The technical limitations of passive and even direct supplies of outdoor combustion air, combined with the knowledge that most new houses have sufficient natural leakage to supply combustion air without significant depressurization, suggest that the most effective means of ensuring acceptable performance is to determine the potential for excessive depressurization through testing and to take appropriate action based on the test findings.

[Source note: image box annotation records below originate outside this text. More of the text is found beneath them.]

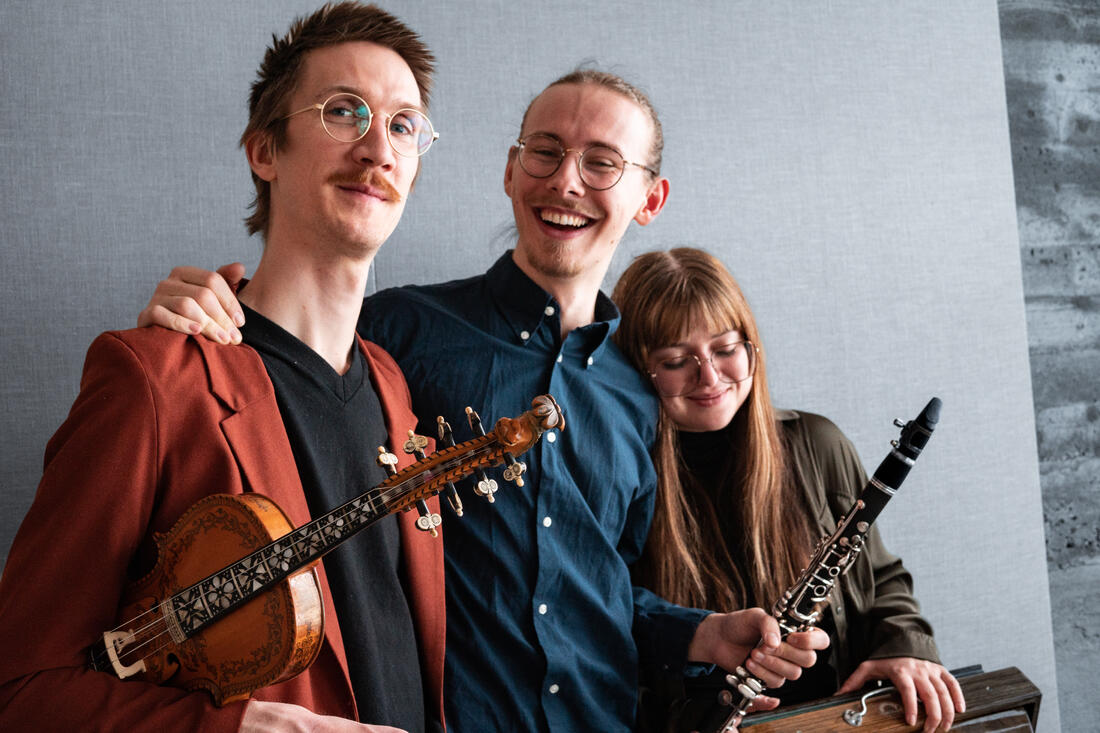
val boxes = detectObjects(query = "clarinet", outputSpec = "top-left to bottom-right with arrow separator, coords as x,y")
700,397 -> 942,733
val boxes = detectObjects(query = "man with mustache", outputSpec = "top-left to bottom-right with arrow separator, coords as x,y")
0,2 -> 446,733
139,70 -> 827,732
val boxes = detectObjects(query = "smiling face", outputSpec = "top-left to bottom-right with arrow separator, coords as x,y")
504,84 -> 668,285
246,42 -> 420,259
649,328 -> 752,433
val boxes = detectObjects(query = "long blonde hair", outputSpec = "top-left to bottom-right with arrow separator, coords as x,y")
612,248 -> 812,611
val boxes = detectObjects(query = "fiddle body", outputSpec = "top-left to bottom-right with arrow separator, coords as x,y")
88,395 -> 564,707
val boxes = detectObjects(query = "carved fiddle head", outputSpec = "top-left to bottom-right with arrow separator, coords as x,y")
531,394 -> 565,430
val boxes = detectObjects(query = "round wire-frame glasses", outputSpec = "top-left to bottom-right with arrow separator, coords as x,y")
649,341 -> 760,397
281,91 -> 439,157
516,133 -> 657,190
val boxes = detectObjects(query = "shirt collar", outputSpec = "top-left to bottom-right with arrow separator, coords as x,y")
486,250 -> 620,358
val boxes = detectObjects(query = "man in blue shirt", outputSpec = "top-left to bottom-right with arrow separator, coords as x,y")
140,70 -> 824,732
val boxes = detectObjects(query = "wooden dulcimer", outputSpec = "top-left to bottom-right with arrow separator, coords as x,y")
88,395 -> 564,707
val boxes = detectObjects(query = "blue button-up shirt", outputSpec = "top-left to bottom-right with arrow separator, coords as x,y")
359,253 -> 704,733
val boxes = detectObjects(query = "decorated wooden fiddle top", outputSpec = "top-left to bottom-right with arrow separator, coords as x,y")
88,394 -> 565,705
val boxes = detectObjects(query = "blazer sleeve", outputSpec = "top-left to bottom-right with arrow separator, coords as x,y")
0,333 -> 245,733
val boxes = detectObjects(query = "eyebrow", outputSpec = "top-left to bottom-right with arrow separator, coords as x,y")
524,130 -> 625,157
653,328 -> 745,351
316,84 -> 428,116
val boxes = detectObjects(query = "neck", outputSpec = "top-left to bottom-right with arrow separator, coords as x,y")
512,248 -> 611,339
240,234 -> 373,374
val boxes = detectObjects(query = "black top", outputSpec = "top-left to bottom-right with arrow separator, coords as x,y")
241,306 -> 426,733
679,420 -> 838,705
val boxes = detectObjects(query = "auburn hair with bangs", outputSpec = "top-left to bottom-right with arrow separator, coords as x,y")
612,248 -> 813,611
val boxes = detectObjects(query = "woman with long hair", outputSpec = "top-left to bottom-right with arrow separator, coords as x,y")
612,248 -> 965,731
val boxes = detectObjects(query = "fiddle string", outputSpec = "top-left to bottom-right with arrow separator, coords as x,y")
96,440 -> 495,665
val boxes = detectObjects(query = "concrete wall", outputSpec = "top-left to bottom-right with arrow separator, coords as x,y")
1000,0 -> 1100,731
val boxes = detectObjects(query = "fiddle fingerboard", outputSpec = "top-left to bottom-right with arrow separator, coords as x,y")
165,494 -> 389,644
164,433 -> 502,644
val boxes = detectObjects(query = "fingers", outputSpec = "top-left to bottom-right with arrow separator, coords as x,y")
787,627 -> 829,652
172,262 -> 244,332
749,694 -> 780,712
924,672 -> 955,733
943,669 -> 966,712
138,304 -> 206,336
905,676 -> 944,733
745,647 -> 814,689
138,265 -> 244,343
836,665 -> 871,694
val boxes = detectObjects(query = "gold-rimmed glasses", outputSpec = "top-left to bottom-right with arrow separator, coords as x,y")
516,133 -> 657,190
283,91 -> 439,157
649,341 -> 759,397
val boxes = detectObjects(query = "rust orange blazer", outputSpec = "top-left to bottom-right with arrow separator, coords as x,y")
0,328 -> 446,733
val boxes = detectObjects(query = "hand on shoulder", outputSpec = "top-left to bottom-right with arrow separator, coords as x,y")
138,262 -> 244,343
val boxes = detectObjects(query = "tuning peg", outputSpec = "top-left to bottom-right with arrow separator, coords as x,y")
404,430 -> 428,460
416,499 -> 443,537
376,446 -> 397,475
466,407 -> 485,435
436,415 -> 462,516
504,451 -> 527,486
474,469 -> 497,504
466,407 -> 497,504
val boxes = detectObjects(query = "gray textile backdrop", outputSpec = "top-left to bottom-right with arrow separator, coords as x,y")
0,0 -> 1059,731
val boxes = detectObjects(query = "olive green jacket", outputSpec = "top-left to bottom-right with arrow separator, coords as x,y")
779,411 -> 939,673
637,409 -> 939,733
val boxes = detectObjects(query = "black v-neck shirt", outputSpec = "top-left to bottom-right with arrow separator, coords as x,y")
241,306 -> 426,733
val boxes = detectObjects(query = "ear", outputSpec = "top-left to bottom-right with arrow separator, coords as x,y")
244,131 -> 276,183
634,178 -> 669,227
504,145 -> 519,198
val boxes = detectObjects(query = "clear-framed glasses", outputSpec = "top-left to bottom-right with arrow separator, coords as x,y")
649,341 -> 759,397
516,133 -> 657,190
283,92 -> 439,157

This general approach is reflected in standards CSA F326, CSA B365 and CGSB 51.71. The most recent set of proposed revisions to the National Building Code Section 9.32 Ventilation Systems is also generally in harmony with this approach.
CSA F326 and CGSB 51.71
The TG on Combustion/Depressurization will report to the F326 TSC on the mechanism by which agreement can be achieved between its requirements and those of CGSB 51.71, which will likely be referenced within F326. Through the sharing of information and considerable overlap in membership between the TSCs for CSA F326 and CGSB 51.71, it is expected that once both standards are reviewed and revised, agreement will be achieved.
This standard was published as a new edition in 2001. The extensive revisions made to the standard included a new Sub-section 4.1 Protection Against Depressurization aimed at bringing its provisions into close agreement with the approach taken in the most recent proposed revisions to the National Building Code of Canada, Subsection 188.8.131.52 Protection Against Depressurization. In summary, this approach involves either the testing the potential for excessive house depressurization using the CGSB 51.71 procedure and taking appropriate remedial action, or installing spillage warning devices such as CO detectors. The option of providing spillage detection and alarm is unique to hand-fed wood burning equipment and is justified by the direct involvement of the user in the combustion process and the fact that spillage from these systems is readily detected by relatively inexpensive smoke and CO detectors.
Because B365 was revised recently and its requirements in this area were brought into general agreement with the NBC, which in turn is consistent with the general approach anticipated for F326, B365 can be said to agree conceptually with F326. Once the F326 TSC completes its work and recommends a final draft for publication, some slight changes to B365 might be warranted to bring it into close agreement. At this time, no such changes can be recommended.
B139 and B149
To bring Standards CSA B139 and B149 into agreement with F326 will require a shift from the combustion air-centred approach to ensuring acceptable appliance performance to the depressurization-centred approach. This shift will involve significant reworking of Subsection 4.4 Air for Combustion and Ventilation in B139 and Section 7. Venting Systems and Air Supply for Appliances in B149
Appendix A offers the TSC for B139 a draft set of requirements that would bring the standard into closer agreement with F326. Appendix B offers the TSC for B149 a draft set of requirements to assist it in shifting from the combustion air-centred to the depressurization-centred approach to ensuring acceptable appliance performance. Note: Appendices A and B have not been included in this online version of the report.
The subject area specialist members of both TSCs will undoubtedly refine the respective drafts of proposed changes to account for technical issues that will emerge in the revision process. As the process evolves, the TSCs may require support from housing specialists in dealing with the complexities of house/combustion system interactions.